OpenTelemetry is an observability framework for cloud-native software used for instrumenting components and for creating and managing telemetry data (traces, metrics, and logs).
OpenTelemetry provides vendor-agnostic instrumentation libraries, end-to-end implementations, open-standard semantic conventions, a way to connect the collected data (context propagation), and more. (However, OpenTelemetry does not support backend capabilities.)
Nowadays, huge distributed and polyglot architectures are everywhere. They tend to be complex, and technologies can be challenging to maintain. Still, availability and performance issues need to be resolved quickly. End-to-end visibility across application boundaries, even including components you do not own (for example, cloud services and third parties), is crucial. This is where observability becomes important.
Observability is the ability to understand what's happening inside a system based on knowledge of the external data it produces, such as logs, metrics, and traces.
Observability can be aided through telemetry data, which can be provided through Dynatrace, as well as through open-source projects like OpenTelemetry. OpenTelemetry is a Cloud Native Computing Foundation (CNCF) sandbox project with the goal of providing a unified set of vendor-agnostic libraries/APIs, SDKs, and other tools. One of its key contributors is Dynatrace.
Using OpenTelemetry, IT teams can instrument their applications and generate, collect, and export telemetry data to analyze and understand software performance and behavior.
Just as Kubernetes has become the de facto standard for container orchestration, OpenTelemetry is now the de facto standard for adding observability to cloud-native applications. This means that companies do not need to spend valuable time developing a mechanism for collecting application telemetry, and can instead focus on their primary products.
Three pillars of observability
Application's recording of an event, including timestamps and other data about the nature of the event.
Application's recording of a data point. A metric event consists of the measurement, the time it was captured, and associated metadata (labels).
The progression of a single request as it is handled by various services throughout an application.

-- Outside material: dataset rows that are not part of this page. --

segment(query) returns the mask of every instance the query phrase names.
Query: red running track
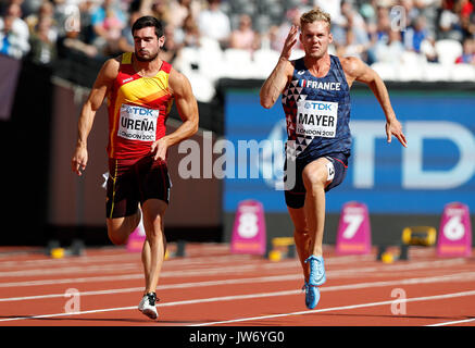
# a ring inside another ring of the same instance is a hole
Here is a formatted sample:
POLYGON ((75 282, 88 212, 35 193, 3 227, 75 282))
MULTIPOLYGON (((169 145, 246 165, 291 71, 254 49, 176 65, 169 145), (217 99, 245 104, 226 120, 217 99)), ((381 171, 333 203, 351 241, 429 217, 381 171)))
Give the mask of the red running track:
POLYGON ((0 248, 0 326, 475 326, 474 258, 411 248, 409 261, 387 264, 376 250, 337 256, 325 246, 327 283, 308 310, 297 258, 230 254, 224 244, 186 251, 164 263, 152 321, 137 310, 139 253, 108 247, 51 259, 0 248))

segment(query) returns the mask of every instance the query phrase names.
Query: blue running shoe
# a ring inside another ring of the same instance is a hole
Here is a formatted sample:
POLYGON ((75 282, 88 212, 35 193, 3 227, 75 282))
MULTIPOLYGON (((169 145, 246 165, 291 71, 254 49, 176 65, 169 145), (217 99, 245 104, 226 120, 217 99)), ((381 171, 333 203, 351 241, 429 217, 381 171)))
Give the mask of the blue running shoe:
POLYGON ((314 254, 312 254, 305 260, 305 263, 307 262, 310 262, 309 285, 313 285, 313 286, 323 285, 326 282, 323 257, 315 257, 314 254))
POLYGON ((320 289, 317 286, 310 285, 305 282, 302 287, 305 290, 305 306, 308 309, 314 309, 320 301, 320 289))

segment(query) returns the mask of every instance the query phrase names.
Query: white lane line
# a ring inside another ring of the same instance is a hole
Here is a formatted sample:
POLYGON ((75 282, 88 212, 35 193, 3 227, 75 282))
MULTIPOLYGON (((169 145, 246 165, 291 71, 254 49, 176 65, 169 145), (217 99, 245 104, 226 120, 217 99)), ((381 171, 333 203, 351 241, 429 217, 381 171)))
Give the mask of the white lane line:
MULTIPOLYGON (((260 283, 260 282, 282 282, 283 279, 291 279, 293 275, 288 276, 274 276, 274 277, 259 277, 259 278, 247 278, 247 279, 235 279, 235 281, 213 281, 213 282, 201 282, 196 284, 174 284, 168 285, 168 288, 184 288, 187 286, 214 286, 214 285, 223 285, 223 284, 236 284, 240 283, 260 283)), ((368 288, 368 287, 385 287, 385 286, 395 286, 395 285, 415 285, 415 284, 427 284, 427 283, 442 283, 442 282, 453 282, 455 279, 463 281, 463 282, 472 282, 475 277, 474 272, 466 272, 466 273, 460 273, 460 274, 453 274, 448 276, 438 276, 438 277, 425 277, 425 278, 408 278, 408 279, 400 279, 400 281, 390 281, 390 282, 373 282, 373 283, 359 283, 359 284, 348 284, 348 285, 337 285, 337 286, 327 286, 322 287, 322 291, 337 291, 337 290, 350 290, 350 289, 360 289, 360 288, 368 288)), ((164 286, 165 287, 165 286, 164 286)), ((142 288, 134 288, 134 291, 141 290, 142 288)), ((116 289, 115 291, 125 291, 129 289, 116 289)), ((103 291, 89 291, 88 295, 103 295, 108 294, 109 290, 103 291)), ((275 291, 275 293, 263 293, 263 294, 249 294, 249 295, 236 295, 236 296, 226 296, 226 297, 213 297, 211 299, 195 299, 195 300, 185 300, 185 301, 176 301, 176 302, 168 302, 168 303, 161 303, 158 304, 159 307, 168 307, 168 306, 178 306, 178 304, 191 304, 191 303, 204 303, 204 302, 212 302, 212 301, 223 301, 223 300, 237 300, 237 299, 250 299, 250 298, 260 298, 260 297, 273 297, 273 296, 289 296, 289 295, 299 295, 302 290, 284 290, 284 291, 275 291)), ((79 293, 82 296, 85 295, 85 293, 79 293)), ((49 297, 64 297, 64 294, 54 294, 50 295, 49 297)), ((45 296, 46 298, 47 296, 45 296)), ((32 298, 23 298, 23 299, 32 299, 32 298)), ((10 299, 2 299, 2 300, 11 300, 10 299)), ((15 299, 16 300, 16 299, 15 299)), ((390 301, 390 302, 393 302, 390 301)), ((125 309, 133 309, 135 307, 126 307, 125 309)), ((105 309, 105 310, 97 310, 98 312, 103 311, 112 311, 114 309, 105 309)), ((124 310, 124 308, 117 308, 115 310, 124 310)), ((85 311, 85 312, 78 312, 75 314, 84 314, 84 313, 93 313, 95 311, 85 311)), ((62 313, 58 314, 47 314, 47 315, 62 315, 62 313)), ((43 315, 35 315, 35 316, 21 316, 21 318, 13 318, 13 319, 3 319, 1 321, 11 321, 11 320, 22 320, 22 319, 32 319, 32 318, 45 318, 43 315)))
POLYGON ((464 324, 464 323, 470 323, 470 322, 475 322, 475 318, 465 319, 465 320, 459 320, 459 321, 455 321, 455 322, 443 322, 443 323, 438 323, 438 324, 430 324, 430 325, 426 325, 426 326, 446 326, 446 325, 464 324))
MULTIPOLYGON (((461 291, 461 293, 452 293, 452 294, 445 294, 445 295, 435 295, 435 296, 413 297, 413 298, 408 298, 407 301, 408 302, 434 301, 434 300, 442 300, 442 299, 455 298, 455 297, 464 297, 464 296, 475 296, 475 290, 461 291)), ((233 319, 233 320, 226 320, 226 321, 220 321, 220 322, 210 322, 210 323, 201 323, 201 324, 193 324, 193 325, 188 325, 188 326, 211 326, 211 325, 218 325, 218 324, 241 323, 241 322, 249 322, 249 321, 255 321, 255 320, 265 320, 265 319, 275 319, 275 318, 284 318, 284 316, 314 314, 314 313, 323 313, 323 312, 332 312, 332 311, 351 310, 351 309, 359 309, 359 308, 368 308, 368 307, 376 307, 376 306, 386 306, 386 304, 391 304, 393 302, 395 302, 395 300, 380 301, 380 302, 371 302, 371 303, 361 303, 361 304, 350 304, 350 306, 324 308, 324 309, 308 310, 308 311, 291 312, 291 313, 271 314, 271 315, 261 315, 261 316, 251 316, 251 318, 238 318, 238 319, 233 319)))
MULTIPOLYGON (((166 284, 166 285, 159 285, 157 290, 161 291, 161 290, 178 289, 178 288, 272 283, 272 282, 285 282, 285 281, 298 281, 301 278, 302 278, 301 275, 286 274, 286 275, 248 277, 248 278, 238 278, 238 279, 166 284)), ((446 282, 464 283, 464 282, 473 282, 473 281, 475 281, 475 272, 462 272, 462 273, 454 273, 454 274, 448 274, 442 276, 428 276, 428 277, 399 279, 399 281, 365 282, 365 283, 357 283, 357 284, 324 286, 321 288, 321 291, 327 293, 327 291, 338 291, 338 290, 354 290, 354 289, 361 289, 367 287, 374 288, 374 287, 385 287, 385 286, 395 286, 395 285, 415 285, 415 284, 446 283, 446 282)), ((129 288, 117 288, 117 289, 95 290, 95 291, 79 291, 79 295, 80 296, 111 295, 111 294, 137 293, 142 290, 143 287, 129 287, 129 288)), ((47 298, 64 298, 64 293, 37 295, 37 296, 23 296, 23 297, 7 297, 7 298, 0 298, 0 302, 39 300, 39 299, 47 299, 47 298)))

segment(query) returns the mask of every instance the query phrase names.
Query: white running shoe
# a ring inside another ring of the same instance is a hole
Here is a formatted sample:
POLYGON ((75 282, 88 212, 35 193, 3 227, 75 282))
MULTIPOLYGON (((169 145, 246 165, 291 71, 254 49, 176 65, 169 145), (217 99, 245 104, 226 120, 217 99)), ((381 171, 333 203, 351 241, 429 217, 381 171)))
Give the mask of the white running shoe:
POLYGON ((155 301, 155 293, 148 293, 143 295, 140 303, 138 304, 138 310, 150 319, 157 319, 159 318, 159 313, 157 312, 155 301))

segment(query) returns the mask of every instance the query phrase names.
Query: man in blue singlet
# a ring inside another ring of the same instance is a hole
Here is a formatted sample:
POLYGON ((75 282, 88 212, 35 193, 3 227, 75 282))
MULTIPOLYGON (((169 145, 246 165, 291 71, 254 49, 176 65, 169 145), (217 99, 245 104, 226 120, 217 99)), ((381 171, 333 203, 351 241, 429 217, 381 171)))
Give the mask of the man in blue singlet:
POLYGON ((388 142, 395 136, 404 147, 402 127, 396 119, 380 77, 354 57, 328 53, 330 17, 318 8, 300 17, 305 55, 290 61, 299 27, 292 26, 280 58, 261 88, 261 104, 272 108, 282 95, 287 121, 285 200, 295 225, 295 240, 304 275, 305 304, 315 308, 318 286, 326 281, 322 243, 325 192, 346 175, 351 148, 350 87, 354 80, 367 84, 386 115, 388 142))

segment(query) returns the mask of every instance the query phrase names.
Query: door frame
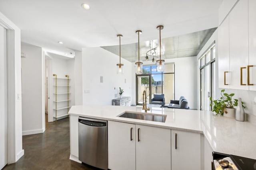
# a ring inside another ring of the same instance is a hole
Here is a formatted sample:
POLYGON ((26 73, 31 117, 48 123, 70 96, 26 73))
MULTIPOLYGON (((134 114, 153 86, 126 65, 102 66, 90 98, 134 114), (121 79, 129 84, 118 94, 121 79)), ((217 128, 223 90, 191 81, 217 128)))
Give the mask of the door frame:
POLYGON ((22 149, 20 29, 0 12, 7 41, 7 163, 16 162, 22 149))

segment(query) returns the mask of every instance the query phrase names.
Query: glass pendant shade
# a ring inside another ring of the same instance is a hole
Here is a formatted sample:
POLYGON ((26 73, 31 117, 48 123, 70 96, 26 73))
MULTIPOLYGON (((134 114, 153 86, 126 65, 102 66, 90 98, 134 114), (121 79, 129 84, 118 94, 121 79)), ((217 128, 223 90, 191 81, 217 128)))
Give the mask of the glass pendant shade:
POLYGON ((140 60, 136 61, 136 63, 135 63, 135 72, 137 74, 142 74, 143 63, 142 61, 141 60, 140 60))
POLYGON ((124 64, 121 64, 121 37, 123 35, 119 34, 117 35, 117 37, 119 37, 119 64, 117 64, 117 72, 118 74, 124 74, 124 64))
POLYGON ((135 32, 138 34, 138 60, 135 63, 135 73, 137 74, 142 74, 142 68, 143 63, 142 60, 140 60, 140 34, 141 34, 142 32, 140 30, 137 30, 135 32))
POLYGON ((158 72, 164 72, 164 60, 161 59, 161 30, 164 29, 163 25, 159 25, 156 29, 159 29, 159 42, 160 44, 160 59, 156 61, 156 71, 158 72))
POLYGON ((117 74, 124 74, 124 64, 116 64, 116 73, 117 74))
POLYGON ((164 60, 159 60, 156 61, 156 71, 163 72, 164 70, 164 60))

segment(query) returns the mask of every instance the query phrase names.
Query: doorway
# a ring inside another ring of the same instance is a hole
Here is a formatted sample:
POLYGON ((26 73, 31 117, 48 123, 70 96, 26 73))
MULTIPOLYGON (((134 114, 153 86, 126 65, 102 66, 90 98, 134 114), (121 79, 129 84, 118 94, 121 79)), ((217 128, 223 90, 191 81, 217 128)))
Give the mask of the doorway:
POLYGON ((7 31, 0 26, 0 169, 7 164, 7 31))
POLYGON ((215 98, 215 46, 212 45, 199 60, 201 110, 211 110, 210 98, 215 98))

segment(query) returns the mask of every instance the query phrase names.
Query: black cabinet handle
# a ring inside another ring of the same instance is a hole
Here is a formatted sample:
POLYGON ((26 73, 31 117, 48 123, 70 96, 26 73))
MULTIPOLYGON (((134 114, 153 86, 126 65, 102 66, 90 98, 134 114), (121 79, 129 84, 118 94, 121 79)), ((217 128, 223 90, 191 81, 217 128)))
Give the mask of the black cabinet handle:
POLYGON ((177 149, 177 133, 175 133, 175 149, 177 149))
POLYGON ((139 142, 140 141, 140 128, 138 128, 138 141, 139 142))

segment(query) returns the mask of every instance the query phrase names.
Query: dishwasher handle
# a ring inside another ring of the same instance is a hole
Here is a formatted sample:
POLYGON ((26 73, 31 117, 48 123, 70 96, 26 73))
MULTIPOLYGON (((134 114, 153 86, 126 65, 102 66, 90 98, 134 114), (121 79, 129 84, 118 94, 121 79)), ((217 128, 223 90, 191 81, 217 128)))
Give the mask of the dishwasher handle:
POLYGON ((79 117, 78 122, 84 125, 96 127, 107 126, 107 121, 79 117))

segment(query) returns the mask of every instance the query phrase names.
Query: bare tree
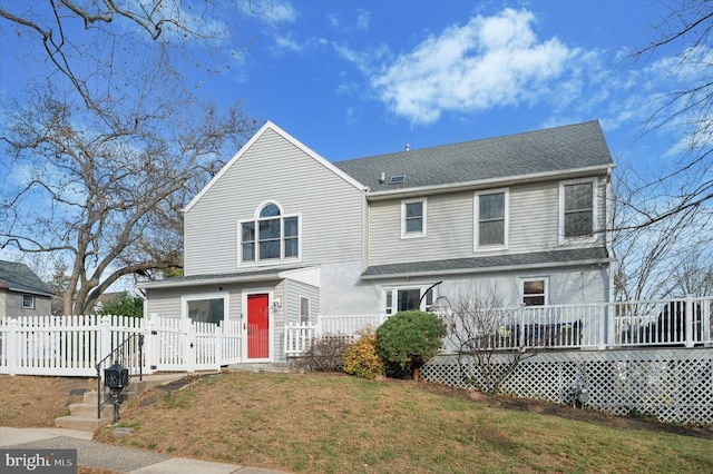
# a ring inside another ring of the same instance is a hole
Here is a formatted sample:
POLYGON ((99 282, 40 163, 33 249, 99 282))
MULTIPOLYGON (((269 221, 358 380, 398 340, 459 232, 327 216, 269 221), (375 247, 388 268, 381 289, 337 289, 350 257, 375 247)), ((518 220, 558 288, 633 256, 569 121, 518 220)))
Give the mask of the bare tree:
MULTIPOLYGON (((636 203, 643 200, 645 178, 633 167, 619 166, 613 229, 614 290, 617 300, 642 300, 700 294, 694 280, 710 273, 710 214, 682 209, 666 219, 639 225, 636 203), (707 250, 706 250, 707 249, 707 250), (699 275, 694 277, 694 275, 699 275)), ((654 207, 660 196, 648 195, 654 207)))
POLYGON ((656 100, 647 121, 649 132, 674 130, 680 158, 662 169, 655 179, 643 182, 629 201, 637 213, 631 227, 649 226, 666 219, 683 220, 692 214, 711 214, 713 178, 713 3, 700 0, 666 0, 661 21, 653 26, 656 37, 635 51, 634 60, 646 60, 657 52, 674 51, 676 63, 671 77, 682 78, 676 89, 656 100), (655 199, 652 199, 655 196, 655 199), (684 217, 680 217, 684 215, 684 217))
POLYGON ((107 72, 133 67, 129 58, 168 71, 185 55, 193 66, 217 72, 216 56, 209 48, 219 51, 221 43, 235 34, 237 18, 254 11, 252 3, 17 1, 0 4, 0 22, 4 20, 7 30, 26 46, 39 46, 38 56, 49 60, 48 75, 65 78, 87 108, 101 113, 106 93, 116 83, 107 81, 107 72), (208 50, 196 59, 201 48, 208 50))
POLYGON ((506 310, 495 288, 458 288, 436 302, 458 355, 462 381, 487 394, 502 384, 527 357, 534 355, 518 337, 517 317, 506 310))
POLYGON ((91 312, 121 277, 179 273, 180 209, 256 127, 240 101, 195 93, 221 69, 245 4, 0 6, 3 40, 17 47, 3 62, 32 71, 1 105, 0 248, 66 263, 66 314, 91 312), (201 77, 180 72, 186 59, 201 77))

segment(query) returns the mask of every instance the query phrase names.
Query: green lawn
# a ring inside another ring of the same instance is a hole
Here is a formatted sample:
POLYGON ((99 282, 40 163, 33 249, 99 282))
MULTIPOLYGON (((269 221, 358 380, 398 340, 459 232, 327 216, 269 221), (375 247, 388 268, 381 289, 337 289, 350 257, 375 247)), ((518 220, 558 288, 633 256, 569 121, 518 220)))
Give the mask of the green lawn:
POLYGON ((226 373, 123 408, 100 441, 304 473, 703 473, 713 441, 437 395, 409 381, 226 373))

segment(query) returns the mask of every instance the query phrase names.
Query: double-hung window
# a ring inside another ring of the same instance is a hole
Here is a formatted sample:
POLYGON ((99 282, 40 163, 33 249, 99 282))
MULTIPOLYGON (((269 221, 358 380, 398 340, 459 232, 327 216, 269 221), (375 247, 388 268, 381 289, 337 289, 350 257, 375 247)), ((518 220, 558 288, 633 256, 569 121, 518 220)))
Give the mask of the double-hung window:
POLYGON ((285 216, 277 204, 261 206, 254 220, 240 226, 242 261, 299 258, 300 218, 285 216))
POLYGON ((559 185, 560 243, 594 236, 596 180, 565 181, 559 185))
POLYGON ((508 245, 508 190, 477 192, 475 196, 475 248, 488 249, 508 245))
POLYGON ((544 306, 547 304, 547 278, 522 279, 522 304, 525 306, 544 306))
POLYGON ((426 198, 401 201, 401 238, 426 237, 426 198))
POLYGON ((22 308, 35 309, 35 295, 30 295, 28 293, 22 294, 22 308))

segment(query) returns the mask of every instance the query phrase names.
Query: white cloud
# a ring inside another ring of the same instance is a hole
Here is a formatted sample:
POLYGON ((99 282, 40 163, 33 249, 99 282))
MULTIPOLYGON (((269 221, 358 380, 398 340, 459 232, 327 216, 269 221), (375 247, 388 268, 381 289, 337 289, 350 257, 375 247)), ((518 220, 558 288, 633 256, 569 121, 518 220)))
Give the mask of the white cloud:
MULTIPOLYGON (((430 124, 443 111, 536 103, 560 90, 568 62, 580 51, 557 38, 539 41, 534 22, 526 10, 477 16, 375 68, 373 61, 364 63, 363 55, 341 52, 371 71, 372 87, 394 113, 430 124)), ((576 81, 565 86, 568 95, 575 93, 576 81)))
MULTIPOLYGON (((303 46, 295 41, 291 36, 275 37, 275 46, 277 50, 302 51, 303 46)), ((273 52, 276 52, 273 50, 273 52)))
POLYGON ((371 12, 359 9, 356 13, 356 28, 360 30, 368 30, 371 21, 371 12))

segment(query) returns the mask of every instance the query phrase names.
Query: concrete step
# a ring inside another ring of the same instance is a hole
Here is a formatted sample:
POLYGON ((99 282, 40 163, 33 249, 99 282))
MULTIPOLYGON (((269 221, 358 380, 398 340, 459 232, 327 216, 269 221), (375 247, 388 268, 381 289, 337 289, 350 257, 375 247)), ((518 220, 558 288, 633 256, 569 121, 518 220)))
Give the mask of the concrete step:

A trace represents a single request as it is being handled by numerous services within an application.
Distributed tracing is a method of observing requests as they propagate across distributed systems and micro-services, generating high-quality data about those requests and making them available for analysis. It shows the trace as it follows the flow of execution and can help teams understand how each involved service is performing.
Spans are created by the tracer and represent a single operation within the trace.
- New spans are created to represent operations on each individual service and component involved.
- The span itself contains context (metadata), which is a set of unique identifiers representing the request that each span is a part of.
- The span context is passed throughout the trace via context propagation.
OpenTelemetry metrics allow recording of either raw measurements or measurements with predefined aggregation and attributes.
- Raw measurements allow you to decide which aggregation algorithm to use for the recorded metrics.
- Predefined aggregation and attributes allow you to collect values like CPU and memory usage, as well as simple things such as queue length.
OpenTelemetry logs allow for the representation of logs from numerous sources, including application log files and system logs.
Since most programming languages have built-in logging capabilities or use logging libraries, logs have the biggest legacy of all observability signals. The legacy load means OpenTelemetry has to manage competing goals:
- Support existing logs and logging libraries
- Provide improvements and integration
The OpenTelemetry architecture revolves around a few key components, some of which can be implemented flexibly. The main components include:
- Cross-language specifications
- The API is used to instrument code to generate telemetry data.
- The SDK is an implementation of the API; it is used to configure OpenTelemetry for specific environments.
- The data defines the OpenTelemetry Protocol (OTLP) and semantic conventions.
- Tools to collect, transform, and export telemetry data (for example, collector)
- A collector is a proxy that can receive, process, and export telemetry data, as per the official OpenTelemetry documentation. It can receive data in various formats and send data to one or more backends. A collector's components (receiver, processor, and exporter) are configured in the service/pipelines section.
- Automatic instrumentation and contrib packages.
- Per-language SDKs (which can replace vendor-specific SDKs)
- These SDKs allow you to generate telemetry data with the language of your choice and export that data to a preferred backend. They also enable automatic instrumentation.
OpenTelemetry is a merger of two industry-recognized projects: OpenTracing and OpenCensus.
Factors that drove this merger:
- With two competing solutions on the market, it would be difficult for companies to achieve end-to-end visibility in components that they do not own.
- Data portability and maintenance would also suffer.
OpenTelemetry solves these issues by being the sole specification that everybody agrees on.
Standardization is also achieved by implementing the W3C Trace Context as the default trace-propagation mechanism. Adding specific HTTP headers to the transaction enables tracing across all tiers of your application, providing vendor-agnostic data.
The W3C specifies the headers to use to propagate trace context and therefore reduce problems with lost context. Dynatrace has made significant contributions to the W3C project.